In news reports, University of Michigan paleontologist Dan Fisher proposed that prehistoric people killed and butchered the newly found mammoth, refrigerating what they didn’t immediately eat by sinking the rest of the carcass in a frigid lake. Other scientists say we can't be certain what killed the creature until the bones are examined for cut marks and other clues.
As for the rest of the woolly mammoths, whether humans are to blame for their disappearance, as well that of 36 other North American mammal species that went extinct at the end of the Ice Age, remains hotly disputed. The other leading contender: a changing climate.
Farmers digging a soy field near Chelsea, Michigan, were surprised to uncover the bones of a woolly mammoth that trod the region about 12,000 years ago.

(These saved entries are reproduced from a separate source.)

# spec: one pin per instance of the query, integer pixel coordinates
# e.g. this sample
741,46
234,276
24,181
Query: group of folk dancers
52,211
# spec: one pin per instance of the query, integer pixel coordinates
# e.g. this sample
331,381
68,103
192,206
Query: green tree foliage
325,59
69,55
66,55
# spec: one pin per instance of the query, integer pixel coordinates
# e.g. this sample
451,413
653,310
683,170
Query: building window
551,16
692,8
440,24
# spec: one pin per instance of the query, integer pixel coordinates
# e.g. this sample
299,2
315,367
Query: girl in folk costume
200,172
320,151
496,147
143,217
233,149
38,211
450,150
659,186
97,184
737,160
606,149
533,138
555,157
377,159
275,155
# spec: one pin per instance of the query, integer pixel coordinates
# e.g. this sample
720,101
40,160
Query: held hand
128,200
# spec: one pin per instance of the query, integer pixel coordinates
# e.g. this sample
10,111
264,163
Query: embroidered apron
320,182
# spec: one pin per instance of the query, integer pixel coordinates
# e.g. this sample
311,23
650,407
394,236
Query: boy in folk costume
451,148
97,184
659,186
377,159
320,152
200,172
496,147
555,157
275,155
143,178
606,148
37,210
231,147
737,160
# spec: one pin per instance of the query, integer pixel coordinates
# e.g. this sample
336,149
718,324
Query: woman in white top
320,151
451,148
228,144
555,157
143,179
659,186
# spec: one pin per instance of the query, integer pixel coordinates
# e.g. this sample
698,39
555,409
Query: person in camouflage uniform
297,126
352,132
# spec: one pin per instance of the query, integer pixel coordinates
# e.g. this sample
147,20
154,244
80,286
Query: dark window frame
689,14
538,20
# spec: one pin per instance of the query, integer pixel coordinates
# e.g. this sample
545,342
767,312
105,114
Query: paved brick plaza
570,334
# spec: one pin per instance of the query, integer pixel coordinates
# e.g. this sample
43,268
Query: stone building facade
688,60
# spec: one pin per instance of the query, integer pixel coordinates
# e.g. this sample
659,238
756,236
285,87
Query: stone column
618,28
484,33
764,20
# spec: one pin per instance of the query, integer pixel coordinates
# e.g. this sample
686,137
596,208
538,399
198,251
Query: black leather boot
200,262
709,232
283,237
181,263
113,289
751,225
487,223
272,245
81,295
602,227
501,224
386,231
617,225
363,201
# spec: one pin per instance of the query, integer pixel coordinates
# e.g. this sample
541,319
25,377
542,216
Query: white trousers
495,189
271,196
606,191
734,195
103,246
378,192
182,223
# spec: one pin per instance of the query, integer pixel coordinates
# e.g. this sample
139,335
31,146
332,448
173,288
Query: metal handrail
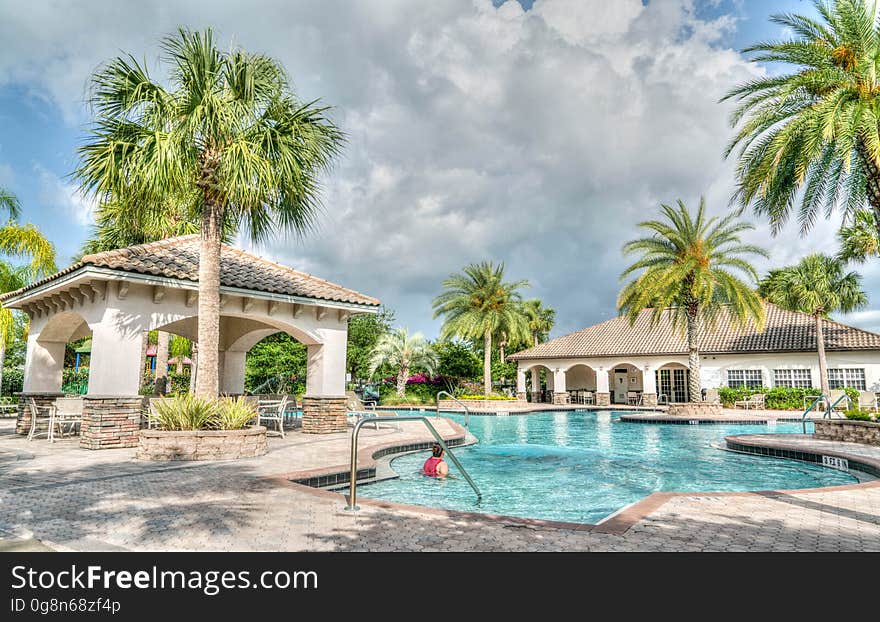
467,412
352,495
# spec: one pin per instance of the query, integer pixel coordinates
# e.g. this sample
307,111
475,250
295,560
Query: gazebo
117,296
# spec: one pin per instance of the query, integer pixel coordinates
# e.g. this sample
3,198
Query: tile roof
785,331
178,258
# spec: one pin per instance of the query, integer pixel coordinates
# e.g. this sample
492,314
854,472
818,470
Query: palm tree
688,266
228,130
815,128
478,303
817,286
403,352
23,241
859,239
541,319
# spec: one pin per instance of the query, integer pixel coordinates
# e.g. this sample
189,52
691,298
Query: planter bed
202,444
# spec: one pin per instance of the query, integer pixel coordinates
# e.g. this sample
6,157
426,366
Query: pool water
583,466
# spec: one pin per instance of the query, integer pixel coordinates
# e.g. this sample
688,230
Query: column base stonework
110,422
23,420
324,415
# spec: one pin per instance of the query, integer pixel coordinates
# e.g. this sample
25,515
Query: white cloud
64,196
538,138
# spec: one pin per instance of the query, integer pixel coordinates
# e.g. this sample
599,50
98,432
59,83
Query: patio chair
37,417
272,412
68,413
756,401
867,400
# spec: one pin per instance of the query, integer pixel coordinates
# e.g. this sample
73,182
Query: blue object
582,466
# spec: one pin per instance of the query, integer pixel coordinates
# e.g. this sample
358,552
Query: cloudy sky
533,133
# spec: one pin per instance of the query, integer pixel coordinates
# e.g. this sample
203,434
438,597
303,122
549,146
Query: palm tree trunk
402,377
823,364
208,375
694,384
487,363
162,354
872,181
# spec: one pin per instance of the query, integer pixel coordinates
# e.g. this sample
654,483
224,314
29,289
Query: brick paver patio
71,499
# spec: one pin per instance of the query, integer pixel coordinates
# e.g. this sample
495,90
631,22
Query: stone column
232,380
560,395
520,384
649,387
110,421
603,394
23,421
323,405
536,384
43,365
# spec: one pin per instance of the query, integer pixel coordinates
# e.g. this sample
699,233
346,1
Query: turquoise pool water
582,466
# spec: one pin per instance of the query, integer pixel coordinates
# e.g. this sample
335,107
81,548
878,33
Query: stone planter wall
110,422
695,409
848,431
202,444
324,415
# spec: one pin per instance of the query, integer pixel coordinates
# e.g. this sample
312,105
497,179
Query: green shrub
234,413
858,415
186,412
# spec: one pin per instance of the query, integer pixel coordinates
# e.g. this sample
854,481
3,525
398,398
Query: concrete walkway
70,499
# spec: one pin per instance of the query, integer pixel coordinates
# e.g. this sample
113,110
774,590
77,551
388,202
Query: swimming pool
581,466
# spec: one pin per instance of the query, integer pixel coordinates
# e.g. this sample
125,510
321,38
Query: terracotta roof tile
785,331
178,258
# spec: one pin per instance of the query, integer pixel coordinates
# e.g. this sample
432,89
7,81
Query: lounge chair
756,401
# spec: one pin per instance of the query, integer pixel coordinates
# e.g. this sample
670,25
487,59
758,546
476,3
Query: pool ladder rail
352,495
829,408
467,411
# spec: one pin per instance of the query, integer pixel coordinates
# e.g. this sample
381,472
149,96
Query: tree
403,352
859,239
815,128
228,130
687,266
541,320
25,242
364,332
817,286
478,303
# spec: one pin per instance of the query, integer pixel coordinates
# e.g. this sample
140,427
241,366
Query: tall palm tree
818,286
814,128
403,352
859,239
541,319
688,266
25,242
478,303
227,129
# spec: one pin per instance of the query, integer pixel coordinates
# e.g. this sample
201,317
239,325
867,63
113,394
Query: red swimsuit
430,467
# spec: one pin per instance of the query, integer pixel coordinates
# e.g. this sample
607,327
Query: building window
840,377
745,378
797,378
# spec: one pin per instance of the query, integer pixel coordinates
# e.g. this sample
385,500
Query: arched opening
626,384
580,382
672,383
59,356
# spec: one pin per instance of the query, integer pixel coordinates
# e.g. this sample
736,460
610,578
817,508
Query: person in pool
435,466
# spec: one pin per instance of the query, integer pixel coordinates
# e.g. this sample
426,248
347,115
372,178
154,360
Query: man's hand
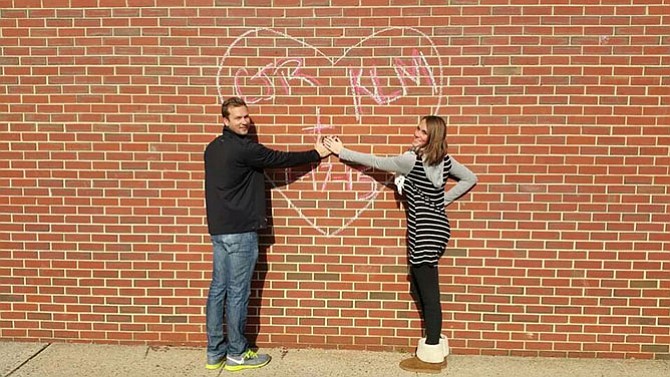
333,143
321,149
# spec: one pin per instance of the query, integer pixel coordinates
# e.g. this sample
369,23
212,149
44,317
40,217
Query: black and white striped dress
427,222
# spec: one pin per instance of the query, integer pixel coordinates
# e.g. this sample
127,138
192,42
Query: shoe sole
237,368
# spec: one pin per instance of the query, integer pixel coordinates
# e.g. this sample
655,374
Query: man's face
238,120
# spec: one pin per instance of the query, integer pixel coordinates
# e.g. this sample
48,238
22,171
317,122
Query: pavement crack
27,360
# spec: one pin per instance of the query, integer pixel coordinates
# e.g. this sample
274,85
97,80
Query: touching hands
333,143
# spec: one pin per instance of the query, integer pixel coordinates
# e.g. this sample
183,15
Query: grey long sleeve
401,164
466,180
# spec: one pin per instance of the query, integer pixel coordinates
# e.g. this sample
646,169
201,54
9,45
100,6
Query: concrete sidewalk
73,360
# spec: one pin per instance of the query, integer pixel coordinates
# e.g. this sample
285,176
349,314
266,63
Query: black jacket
235,183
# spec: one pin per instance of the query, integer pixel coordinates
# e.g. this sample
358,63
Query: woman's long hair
436,147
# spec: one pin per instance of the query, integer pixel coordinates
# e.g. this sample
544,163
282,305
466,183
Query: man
235,196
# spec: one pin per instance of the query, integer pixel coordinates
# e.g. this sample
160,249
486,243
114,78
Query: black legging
426,287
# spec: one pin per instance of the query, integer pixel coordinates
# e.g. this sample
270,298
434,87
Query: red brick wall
560,107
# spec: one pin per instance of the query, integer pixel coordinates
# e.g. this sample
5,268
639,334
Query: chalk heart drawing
379,74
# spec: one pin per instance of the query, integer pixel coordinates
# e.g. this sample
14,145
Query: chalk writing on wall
382,69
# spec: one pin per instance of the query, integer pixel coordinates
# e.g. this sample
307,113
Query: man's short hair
231,102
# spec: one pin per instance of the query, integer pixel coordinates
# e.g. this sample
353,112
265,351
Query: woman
422,173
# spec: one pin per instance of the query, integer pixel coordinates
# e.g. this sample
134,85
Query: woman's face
420,135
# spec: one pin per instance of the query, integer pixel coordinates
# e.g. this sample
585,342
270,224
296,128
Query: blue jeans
235,257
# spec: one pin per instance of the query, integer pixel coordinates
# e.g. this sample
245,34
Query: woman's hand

Fisher excavated the bones, including a skull complete with tusks. While woolly mammoths have been found from Europe through Asia and North America, only about ten woolly mammoth skeletons have been dug up in Michigan, compared with around 300 of their more primitive cousin, the American mastodon.
Mammoths were probably rare in Michigan, Illinois State Museum paleontologist Chris Widga says, because of the waxing and waning of the glaciers there. “Michigan was under ice when mammoths were the only elephants on the landscape,” Widga says, the elephants grazing the cold grasslands south of the great ice sheets. “By the time the ice melted, mastodons were out-competing mammoths.”
The occurrence of even one more mammoth is reason to celebrate. “Even though this is just one site on the landscape, we’ve gotten better about eking out as much information as we can about individual animals,” Widga says, citing Fisher’s work on figuring out the life histories of particular mammoths through details preserves in their tusks.
What Killed the Mammoth?
Other experts are urging caution before chalking the new mammoth up as an Ice Age kill site. “It is fairly common to find mastodons and less commonly, mammoths, in lake or bog sediments dating to this time period,” Widga says.
In the absence of other lines of evidence such as cut marks on bones, there are other explanations for scattered elephant skeletons in the remnants of ancient lakes and bogs throughout the Midwest, such as the way bodies “blot and float” before gradually falling apart. “We can’t truly evaluate it until it is adequately investigated and published,” he adds.
Definitive evidence that humans hunted or scavenged mammoths is fairly rare, says University of Washington zooarchaeologist Donald Grayson. In a paper released earlier this year with Southern Methodist University colleague David Meltzer, Grayson notes that of 76 proposed Ice Age mammal kill sites, only 12 in the whole of North America suggest human hunting. That, the authors write, suggests that humans were not the primary drivers of North America’s Ice Age extinctions.
Climate may have been key to the recent catastrophe. At the same time humans were moving onto the continent, the global climate was rapidly changing, moving from cold and dry to warm and wet.
This changing climate rapidly winnowed away the cool, arid grasslands that woolly mammoths preferred. Combined with other ecological changes, such as the arrival of bison from Eurasia and forests springing up where “mammoth steppe” once spread, mammoths were squeezed out of their former range. The very last of the woolly mammoths, isolated on Wrangel Island off northern Siberia, perished about 4,000 years ago.
Extinction is rarely the outcome of a single cause, however, and the reason the last member of a species went extinct may not be the same reason that it became vulnerable in the first place.
Perhaps, as the Chelsea mammoth slowly yields its secrets, it will add a little more to the continuing discussion over life and death at the edge of the Ice Age.